The core of Google’s success is the order it displays search results. Back in the pre-Google days you’d get a seemingly unordered list of all pages that contained a term. Figuring out which pages were most authoritative using PageRank and putting them at the top made finding a useful result much quicker.
Searching emails needs something similar, a way of sorting out the important emails from the trivial. PageRank works by analyzing links between pages, but emails don’t have links like that. Instead, you need to use other connections between emails, such as how often a message was replied to and forwarded. Just as a link to another web-page can be seen as a vote for it, so an action such as forwarding or replying is a hard to fake signal that the recipient considers the message worth spending time on.

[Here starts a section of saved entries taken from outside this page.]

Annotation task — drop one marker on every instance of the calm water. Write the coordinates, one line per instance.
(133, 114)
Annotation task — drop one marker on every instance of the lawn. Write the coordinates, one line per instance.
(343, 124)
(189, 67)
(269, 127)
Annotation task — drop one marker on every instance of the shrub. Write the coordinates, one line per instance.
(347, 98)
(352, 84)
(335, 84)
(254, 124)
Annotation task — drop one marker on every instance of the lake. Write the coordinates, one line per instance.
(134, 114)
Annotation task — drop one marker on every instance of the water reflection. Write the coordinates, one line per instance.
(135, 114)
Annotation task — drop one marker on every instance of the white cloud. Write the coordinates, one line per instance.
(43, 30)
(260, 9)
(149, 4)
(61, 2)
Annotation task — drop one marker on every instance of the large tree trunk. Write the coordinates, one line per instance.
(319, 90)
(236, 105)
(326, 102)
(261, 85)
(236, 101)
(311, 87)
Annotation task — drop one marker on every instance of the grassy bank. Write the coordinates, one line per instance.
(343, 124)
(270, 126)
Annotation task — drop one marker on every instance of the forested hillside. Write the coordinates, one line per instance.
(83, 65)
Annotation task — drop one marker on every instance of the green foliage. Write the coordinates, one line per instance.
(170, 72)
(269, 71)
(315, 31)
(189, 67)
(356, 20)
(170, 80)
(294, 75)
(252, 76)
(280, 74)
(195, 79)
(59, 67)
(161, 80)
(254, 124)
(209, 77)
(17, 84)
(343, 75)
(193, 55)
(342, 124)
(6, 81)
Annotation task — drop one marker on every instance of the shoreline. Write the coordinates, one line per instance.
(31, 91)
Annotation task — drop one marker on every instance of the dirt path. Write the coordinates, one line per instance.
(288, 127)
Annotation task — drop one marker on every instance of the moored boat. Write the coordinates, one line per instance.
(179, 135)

I’m already using this principal to set the strength of connections between people in Outlook Graph, the thickness and pull of a line is determined by the minimum of the emails sent and received between them. Using the minimum helps to weed out unbalanced relationships such as automated mailers that send out a lot of bacn, but never get sent any email in return.
"To sort messages by relevance, Clearwell’s program weighs the
background data and content of each email for several factors,
including the name of the sender, names of recipients, how many replies
the message generated, who replied, how quickly replies came, how many
times it was forwarded, attachments and, of course, keywords."
It’s obvious enough that I don’t doubt other people are doing something like this too, though I’ll be interested to discover what patent landmines were laid by the first people to file. Where it gets really interesting is when you also do social graph analysis, then it’s actually possible to throw the social distance of the people involved into the mix. The effect is to give more prominence to messages from those you know, or friends of friends, since they’re more likely to be talking about things relevant to you than strangers.